Isla Rosser-Owen is the cultural producer at Wigtown Festival Company. With a hand in the Wigtown Book Festival, a literary tourism programme and the Scottish Book Festivals Network, Rosser-Owen reveals how Covid has hit events.
What have the main challenges been for book festivals in Scotland over the past year?
One of the main challenges has been having to navigate a constantly changing situation, in many cases without a compass. A number of festivals planned physical events and then had to postpone and redraft their plans, only to eventually cancel. Many book festivals went down the route of holding online events, so there were all sorts of challenges involved; learning new skills very quickly (and making a few mistakes!) and working out how to translate a festival’s unique selling point to a digital format... How can destination festivals like Wigtown still communicate that sense of place online?
The elephant in the room is the loss of income from ticket sales and the difficulties involved in trying to monetise online events. Smaller and newer festivals in particular have concerns about how they can keep up momentum and continue to engage with their audiences while not necessarily being able to compete with the bigger players in a now very busy digital landscape. The transition to digital has in itself highlighted new challenges, from digital poverty to access requirements, as well as the issue of cannibalisation of events and questions over digital rights and fees. It’s been a steep learning curve. There are a lot of conversations to be had now to establish a new set of standards, which is something that the Scottish Book Festivals Network hopes to play a key part in.
Have any positives come out of the lockdown for book festivals in Scotland?
Our entire team has had to upskill very quickly, and I know that’s been the case for many others, so from a skills development point of view it has been a very interesting time. It’s also been an opportunity to form new partnerships and collaborations, including internationally, and to grow our audiences and reach out to authors who wouldn’t normally be able to make it to rural Wigtown. I think the pandemic has enabled our organisation to develop in unexpected but very positive ways. One of the main positives to come out of this period is that it has highlighted and increased awareness of a number of issues surrounding access. Feedback from online audiences who, for various reasons, would not normally attend a festival in real life has shown that digital events can increase acces- sibility and offer a more level playing field, and that’s a conversation we need to take forward even when returning to physical events.
Why has the Scottish Book Festivals Network been reconvened? What are its aims?
Creative Scotland had been looking at ways to support the Scottish litera- ture sector beyond being a source of funding, so reconvening the network was on the cards pre-pandemic. However, it took on a new urgency as book festivals started trying to adapt to the “new normal”, so Wigtown was approached towards the end of 2020 to reconvene and administer the network. Its main aim is to be a vehi- cle for providing knowledge sharing, networking, advocacy, collaborative working, as well as guidance on best practice across the spectrum of Scotland’s literary festivals.Creative Scotland also commissioned Lee Randall to look at ways the pandemic has impacted on Scottish book festivals. Exploring the Post-Pandemic Landscape of Scottish Literary Festivals, which can be found on the Creative Scotland website, raises a lot of important questions and these have informed and shaped the early discussions of the network. The network has just commissioned a report to advocate for the sector and to showcase the many beneficial impacts Scotland’s book festivals have on social, cultural, educational and economic levels.

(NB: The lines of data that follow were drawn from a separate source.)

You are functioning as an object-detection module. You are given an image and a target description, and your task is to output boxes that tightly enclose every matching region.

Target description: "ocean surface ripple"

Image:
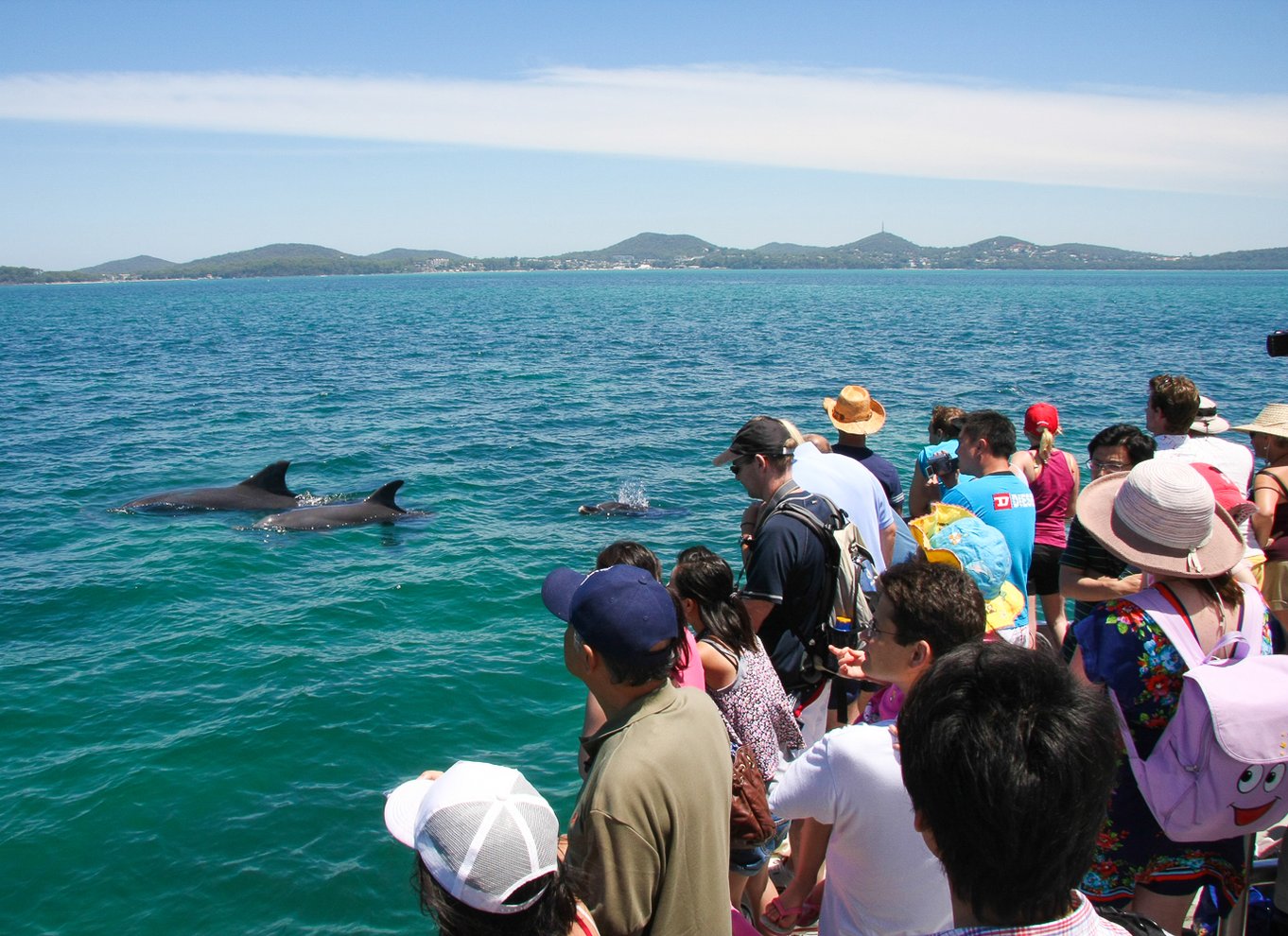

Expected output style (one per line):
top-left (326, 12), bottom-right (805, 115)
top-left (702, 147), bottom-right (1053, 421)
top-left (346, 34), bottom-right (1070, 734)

top-left (0, 270), bottom-right (1288, 935)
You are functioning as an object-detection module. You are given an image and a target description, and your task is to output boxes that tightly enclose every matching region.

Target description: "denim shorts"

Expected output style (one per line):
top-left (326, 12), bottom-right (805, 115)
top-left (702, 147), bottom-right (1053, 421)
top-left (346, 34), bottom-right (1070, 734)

top-left (729, 816), bottom-right (791, 878)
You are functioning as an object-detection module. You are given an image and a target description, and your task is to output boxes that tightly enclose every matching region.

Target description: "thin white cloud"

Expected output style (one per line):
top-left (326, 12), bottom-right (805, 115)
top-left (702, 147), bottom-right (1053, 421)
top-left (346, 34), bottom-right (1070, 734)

top-left (0, 67), bottom-right (1288, 197)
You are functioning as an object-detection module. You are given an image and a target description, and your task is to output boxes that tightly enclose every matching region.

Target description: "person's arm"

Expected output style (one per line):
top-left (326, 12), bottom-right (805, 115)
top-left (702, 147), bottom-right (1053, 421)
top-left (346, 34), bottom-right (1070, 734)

top-left (908, 462), bottom-right (939, 520)
top-left (742, 598), bottom-right (778, 633)
top-left (1064, 452), bottom-right (1082, 523)
top-left (1252, 474), bottom-right (1279, 548)
top-left (1069, 647), bottom-right (1096, 686)
top-left (881, 523), bottom-right (899, 568)
top-left (1060, 565), bottom-right (1145, 601)
top-left (566, 810), bottom-right (662, 933)
top-left (1011, 449), bottom-right (1038, 484)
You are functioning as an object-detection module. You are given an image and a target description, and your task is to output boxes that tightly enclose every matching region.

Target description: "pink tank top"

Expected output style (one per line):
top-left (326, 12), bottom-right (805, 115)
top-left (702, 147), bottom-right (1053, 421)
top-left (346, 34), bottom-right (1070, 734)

top-left (1029, 448), bottom-right (1073, 548)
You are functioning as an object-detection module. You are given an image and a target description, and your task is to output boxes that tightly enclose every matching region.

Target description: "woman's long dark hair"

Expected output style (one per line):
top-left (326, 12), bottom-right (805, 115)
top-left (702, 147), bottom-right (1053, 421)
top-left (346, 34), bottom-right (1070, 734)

top-left (412, 855), bottom-right (577, 936)
top-left (671, 555), bottom-right (756, 652)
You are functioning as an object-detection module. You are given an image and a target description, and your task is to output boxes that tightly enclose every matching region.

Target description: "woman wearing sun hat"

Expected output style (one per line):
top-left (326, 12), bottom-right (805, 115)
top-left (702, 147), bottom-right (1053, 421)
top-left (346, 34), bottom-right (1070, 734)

top-left (385, 761), bottom-right (599, 936)
top-left (1071, 459), bottom-right (1271, 933)
top-left (1011, 403), bottom-right (1082, 648)
top-left (1235, 403), bottom-right (1288, 638)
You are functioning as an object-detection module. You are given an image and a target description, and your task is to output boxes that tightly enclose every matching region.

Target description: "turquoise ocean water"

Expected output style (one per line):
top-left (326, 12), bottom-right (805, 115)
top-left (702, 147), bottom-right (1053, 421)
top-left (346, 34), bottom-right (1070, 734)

top-left (0, 270), bottom-right (1288, 933)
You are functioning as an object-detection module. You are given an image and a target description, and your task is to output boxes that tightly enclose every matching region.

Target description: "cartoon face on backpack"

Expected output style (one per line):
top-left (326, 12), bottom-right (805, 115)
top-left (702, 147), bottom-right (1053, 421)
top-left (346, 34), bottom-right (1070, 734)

top-left (1230, 761), bottom-right (1288, 825)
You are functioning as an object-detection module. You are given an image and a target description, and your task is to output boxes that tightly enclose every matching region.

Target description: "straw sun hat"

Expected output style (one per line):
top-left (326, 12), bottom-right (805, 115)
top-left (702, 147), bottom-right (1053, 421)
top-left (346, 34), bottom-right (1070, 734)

top-left (1234, 403), bottom-right (1288, 439)
top-left (823, 384), bottom-right (885, 435)
top-left (1078, 458), bottom-right (1246, 578)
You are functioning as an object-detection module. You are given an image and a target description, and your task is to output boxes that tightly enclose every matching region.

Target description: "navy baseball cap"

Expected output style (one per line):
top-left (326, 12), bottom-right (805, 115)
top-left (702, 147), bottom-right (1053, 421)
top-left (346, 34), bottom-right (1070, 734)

top-left (541, 565), bottom-right (680, 661)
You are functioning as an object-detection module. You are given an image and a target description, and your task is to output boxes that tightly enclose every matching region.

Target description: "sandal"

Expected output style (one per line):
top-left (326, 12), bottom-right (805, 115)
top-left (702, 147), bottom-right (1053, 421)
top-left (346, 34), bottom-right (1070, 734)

top-left (760, 897), bottom-right (819, 936)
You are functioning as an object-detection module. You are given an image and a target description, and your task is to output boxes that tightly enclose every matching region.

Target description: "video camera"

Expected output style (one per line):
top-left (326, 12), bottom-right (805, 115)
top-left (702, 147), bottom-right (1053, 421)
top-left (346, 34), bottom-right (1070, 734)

top-left (926, 450), bottom-right (963, 477)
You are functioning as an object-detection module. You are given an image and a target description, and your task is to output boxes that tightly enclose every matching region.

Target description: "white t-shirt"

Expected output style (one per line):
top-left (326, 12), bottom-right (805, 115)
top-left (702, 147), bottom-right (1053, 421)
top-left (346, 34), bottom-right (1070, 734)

top-left (792, 442), bottom-right (894, 572)
top-left (769, 722), bottom-right (953, 936)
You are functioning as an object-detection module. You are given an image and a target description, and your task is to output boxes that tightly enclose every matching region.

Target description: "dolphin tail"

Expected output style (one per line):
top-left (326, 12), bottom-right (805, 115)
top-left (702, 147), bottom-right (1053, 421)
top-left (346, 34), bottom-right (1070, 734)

top-left (367, 481), bottom-right (407, 513)
top-left (238, 461), bottom-right (296, 497)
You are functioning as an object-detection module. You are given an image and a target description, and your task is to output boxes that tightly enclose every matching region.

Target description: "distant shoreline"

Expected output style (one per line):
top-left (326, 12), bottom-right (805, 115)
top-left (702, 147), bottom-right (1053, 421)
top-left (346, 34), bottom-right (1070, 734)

top-left (12, 267), bottom-right (1288, 287)
top-left (0, 231), bottom-right (1288, 285)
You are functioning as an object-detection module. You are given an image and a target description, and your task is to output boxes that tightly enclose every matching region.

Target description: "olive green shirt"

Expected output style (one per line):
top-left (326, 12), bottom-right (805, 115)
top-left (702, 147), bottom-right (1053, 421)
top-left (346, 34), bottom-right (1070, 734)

top-left (566, 683), bottom-right (733, 936)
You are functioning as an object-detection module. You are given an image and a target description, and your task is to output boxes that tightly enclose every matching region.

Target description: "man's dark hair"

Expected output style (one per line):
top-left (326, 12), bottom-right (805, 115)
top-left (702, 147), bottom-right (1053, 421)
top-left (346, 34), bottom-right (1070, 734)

top-left (957, 409), bottom-right (1015, 459)
top-left (675, 544), bottom-right (720, 565)
top-left (899, 641), bottom-right (1118, 927)
top-left (1088, 423), bottom-right (1157, 466)
top-left (879, 559), bottom-right (985, 656)
top-left (1149, 373), bottom-right (1199, 435)
top-left (930, 407), bottom-right (966, 439)
top-left (572, 599), bottom-right (689, 686)
top-left (595, 540), bottom-right (662, 582)
top-left (412, 855), bottom-right (577, 936)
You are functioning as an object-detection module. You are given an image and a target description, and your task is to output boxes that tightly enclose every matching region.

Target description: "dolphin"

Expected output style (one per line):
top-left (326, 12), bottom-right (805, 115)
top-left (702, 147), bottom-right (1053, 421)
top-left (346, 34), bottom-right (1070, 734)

top-left (577, 501), bottom-right (689, 520)
top-left (122, 461), bottom-right (300, 512)
top-left (255, 481), bottom-right (410, 530)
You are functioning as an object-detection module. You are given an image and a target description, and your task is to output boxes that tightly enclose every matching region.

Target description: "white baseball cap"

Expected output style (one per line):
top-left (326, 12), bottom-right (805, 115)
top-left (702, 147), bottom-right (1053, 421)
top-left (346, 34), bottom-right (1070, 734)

top-left (385, 761), bottom-right (559, 912)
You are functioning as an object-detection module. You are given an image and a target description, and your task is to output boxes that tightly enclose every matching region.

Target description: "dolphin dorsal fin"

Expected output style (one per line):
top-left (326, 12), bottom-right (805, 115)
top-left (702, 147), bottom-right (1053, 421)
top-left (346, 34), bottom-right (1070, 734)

top-left (367, 481), bottom-right (407, 513)
top-left (238, 461), bottom-right (295, 497)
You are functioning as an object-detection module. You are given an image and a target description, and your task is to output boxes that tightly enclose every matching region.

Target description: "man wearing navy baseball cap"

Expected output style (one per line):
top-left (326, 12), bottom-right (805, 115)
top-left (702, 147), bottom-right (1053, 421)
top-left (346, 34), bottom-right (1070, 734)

top-left (541, 565), bottom-right (732, 936)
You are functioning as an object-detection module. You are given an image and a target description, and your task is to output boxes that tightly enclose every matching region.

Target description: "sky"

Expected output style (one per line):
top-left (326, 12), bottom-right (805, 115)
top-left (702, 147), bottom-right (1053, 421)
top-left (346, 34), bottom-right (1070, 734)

top-left (0, 0), bottom-right (1288, 269)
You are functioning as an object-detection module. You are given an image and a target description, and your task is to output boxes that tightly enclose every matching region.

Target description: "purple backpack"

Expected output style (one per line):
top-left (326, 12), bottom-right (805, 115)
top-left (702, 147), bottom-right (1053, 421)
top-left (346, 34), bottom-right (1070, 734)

top-left (1109, 584), bottom-right (1288, 842)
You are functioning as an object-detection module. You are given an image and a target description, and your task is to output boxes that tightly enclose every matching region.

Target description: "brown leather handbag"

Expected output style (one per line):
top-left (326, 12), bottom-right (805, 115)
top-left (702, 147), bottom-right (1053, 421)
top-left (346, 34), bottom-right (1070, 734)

What are Wigtown Book Festival’s plans for this year?
As we’re an autumn festival, it’s a little too early to say definitively. However, we are planning to run physical events, although our capac- ity is likely to be less because of social distancing, and of course they will be held in line with restrictions and government advice at the time. We’re looking into the possibility of running more outdoor events. We anticipate there will be a digital aspect to the festival, and our directors are considering options for live-streaming events from Wigtown, so essentially we’re planning for a hybrid model.
Do you think Covid-19 has changed how Scotland’s literary festivals will be run?
It definitely has. I would say that digital events are here to stay, certainly for the larger festivals who have been in a better position to fully embrace the opportunities this format can offer. How we can monetise them and create a sustainable model will be the next challenge. I also think the experiences over the last year have opened up conversations that are overdue, in particular to do with equality, diversity and inclusion, and I hope those will continue. This whole period has been one of reflection and reassessment. It will be interesting to see where that takes us next.